내가 봤던 seq2seq with attention

In [10]:
import random

import torch
import torch.nn as nn
import torch.nn.functional as F
from torch.autograd import Variable

In [11]:
SEQ_LEN = 10
BATCH_SIZE = 3
INPUT_DIM = 30
OUTPUT_DIM = 37
ENC_EMB_DIM = DEC_EMB_DIM = 32
ENC_HID_DIM = DEC_HID_DIM = 64
ENC_DROPOUT = DEC_DROPOUT = 0.5

x = torch.randint(0+1, INPUT_DIM-2, size=(SEQ_LEN, BATCH_SIZE))
x[0, :] = 0 
x[-1, :] = INPUT_DIM - 1

y = torch.randint(0+1, OUTPUT_DIM-2, size=(SEQ_LEN, BATCH_SIZE))
y[0, :] = 0
y[-1, :] = OUTPUT_DIM - 1

print(x, x.shape, end='\n\n')
print(y, y.shape)

tensor([[ 0,  0,  0],
        [13, 11, 19],
        [25, 22,  2],
        [27,  9, 19],
        [27,  4,  6],
        [12, 13,  8],
        [ 5, 12, 13],
        [20, 14, 12],
        [ 3,  7, 15],
        [29, 29, 29]]) torch.Size([10, 3])

tensor([[ 0,  0,  0],
        [13,  4, 19],
        [23, 12, 21],
        [29, 14, 28],
        [15, 23, 33],
        [ 4, 14, 24],
        [17, 10, 27],
        [20, 24, 18],
        [ 6, 26, 16],
        [36, 36, 36]]) torch.Size([10, 3])


In [12]:
class Encoder(nn.Module):

    def __init__(self, input_dim, emb_dim, enc_hid_dim, dec_hid_dim, dropout):
        super().__init__()
        self.embedding = nn.Embedding(input_dim, emb_dim)
        self.rnn = nn.GRU(emb_dim, enc_hid_dim, bidirectional=True)
        self.fc = nn.Linear(enc_hid_dim * 2, dec_hid_dim)
        self.dropout = nn.Dropout(dropout)

    def forward(self, src):
        embedded = self.dropout(self.embedding(src))
        outputs, hidden = self.rnn(embedded)
        H = torch.cat((hidden[-2,:,:], hidden[-1,:,:]), dim = 1)
        hidden = torch.tanh(self.fc(H))
        return outputs, hidden


class Decoder(nn.Module):

    def __init__(self,
                 output_dim,
                 emb_dim,
                 enc_hid_dim,
                 dec_hid_dim,
                 dropout,
                 attention):
        super().__init__()
        self.output_dim = output_dim
        self.attention = attention
        self.embedding = nn.Embedding(output_dim, emb_dim)
        self.rnn = nn.GRU((enc_hid_dim * 2) + emb_dim, dec_hid_dim)
        self.fc_out = nn.Linear((enc_hid_dim * 2) + dec_hid_dim + emb_dim, output_dim)
        self.dropout = nn.Dropout(dropout)

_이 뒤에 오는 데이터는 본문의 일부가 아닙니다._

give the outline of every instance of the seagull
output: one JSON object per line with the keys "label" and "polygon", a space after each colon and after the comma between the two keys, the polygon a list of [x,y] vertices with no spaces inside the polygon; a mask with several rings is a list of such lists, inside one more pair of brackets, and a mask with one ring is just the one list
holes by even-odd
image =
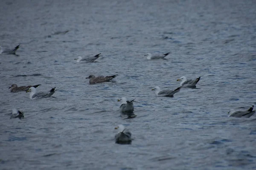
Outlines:
{"label": "seagull", "polygon": [[47,93],[36,93],[35,88],[31,87],[26,91],[26,92],[30,92],[29,98],[31,99],[34,99],[50,97],[57,90],[55,90],[55,87],[54,87]]}
{"label": "seagull", "polygon": [[12,112],[12,115],[10,119],[19,118],[20,119],[24,118],[24,113],[16,109],[13,109]]}
{"label": "seagull", "polygon": [[116,143],[119,144],[130,144],[131,142],[131,133],[125,128],[122,125],[119,125],[115,129],[119,129],[118,133],[115,135]]}
{"label": "seagull", "polygon": [[236,111],[234,109],[231,109],[229,112],[230,114],[228,116],[249,118],[255,113],[255,110],[253,111],[254,107],[253,105],[249,109],[244,111]]}
{"label": "seagull", "polygon": [[118,74],[115,74],[113,76],[106,76],[105,77],[102,76],[96,77],[94,75],[91,74],[86,79],[89,79],[89,82],[90,84],[100,83],[103,82],[109,82],[114,78],[117,76]]}
{"label": "seagull", "polygon": [[135,99],[133,100],[129,101],[126,100],[125,97],[121,97],[121,99],[117,100],[118,102],[121,102],[121,106],[119,108],[119,111],[122,113],[133,113],[134,110],[134,108],[133,106],[132,102],[134,101]]}
{"label": "seagull", "polygon": [[182,76],[180,79],[177,79],[177,81],[181,81],[180,85],[184,87],[195,87],[195,85],[200,80],[201,76],[195,79],[187,80],[185,76]]}
{"label": "seagull", "polygon": [[0,54],[13,54],[16,56],[19,56],[18,55],[16,54],[16,51],[20,47],[20,45],[16,46],[14,49],[11,50],[10,49],[6,49],[5,50],[3,50],[2,47],[0,46]]}
{"label": "seagull", "polygon": [[179,91],[182,87],[182,86],[179,87],[174,91],[164,90],[161,91],[160,88],[157,86],[152,90],[155,91],[156,96],[157,97],[173,97],[173,95]]}
{"label": "seagull", "polygon": [[147,53],[144,56],[147,56],[148,60],[157,60],[157,59],[163,59],[164,57],[169,55],[171,52],[166,54],[154,54],[153,55],[151,53]]}
{"label": "seagull", "polygon": [[11,92],[12,93],[18,92],[20,91],[26,91],[29,90],[29,89],[31,87],[34,87],[35,88],[36,88],[41,85],[28,85],[27,86],[23,86],[18,87],[17,85],[16,84],[13,84],[12,85],[11,87],[9,88],[11,88]]}
{"label": "seagull", "polygon": [[82,61],[86,61],[87,62],[92,62],[98,59],[100,56],[102,56],[100,55],[101,54],[99,54],[92,57],[85,57],[82,58],[81,56],[79,56],[77,59],[75,59],[75,60],[76,60],[77,62],[80,62]]}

    def forward(self, input, hidden, encoder_outputs):
        input = input.unsqueeze(0)
        embedded = self.dropout(self.embedding(input))
        a = self.attention(hidden, encoder_outputs)
        a = a.unsqueeze(1)
        encoder_outputs = encoder_outputs.permute(1, 0, 2)
        weighted = torch.bmm(a, encoder_outputs)
        weighted = weighted.permute(1, 0, 2)
        rnn_input = torch.cat((embedded, weighted), dim=2)
        output, hidden = self.rnn(rnn_input, hidden.unsqueeze(0))
        assert (output == hidden).all()
        embedded = embedded.squeeze(0)
        output = output.squeeze(0)
        weighted = weighted.squeeze(0)
        prediction = self.fc_out(torch.cat((output, weighted, embedded), dim=1))
        return prediction, hidden.squeeze(0)


class Seq2Seq(nn.Module):
    def __init__(self, encoder, decoder, device):
        super().__init__()
        self.encoder = encoder
        self.decoder = decoder
        self.device = device

    def forward(self, src, trg, teacher_forcing_ratio = 0.5):
        batch_size = src.shape[1]
        trg_len = trg.shape[0]
        trg_vocab_size = self.decoder.output_dim
        outputs = torch.zeros(trg_len, batch_size, trg_vocab_size).to(self.device)
        encoder_outputs, hidden = self.encoder(src)
        input = trg[0,:]
        for t in range(1, trg_len):
            output, hidden = self.decoder(input, hidden, encoder_outputs)
            outputs[t] = output
            teacher_force = random.random() < teacher_forcing_ratio
            top1 = output.argmax(1)
            input = trg[t] if teacher_force else top1
        return outputs

In [13]:
class Attention(nn.Module):

    def __init__(self, enc_hid_dim, dec_hid_dim):
        super().__init__()
        self.attn = nn.Linear((enc_hid_dim * 2) + dec_hid_dim, dec_hid_dim)
        self.v = nn.Linear(dec_hid_dim, 1, bias=False)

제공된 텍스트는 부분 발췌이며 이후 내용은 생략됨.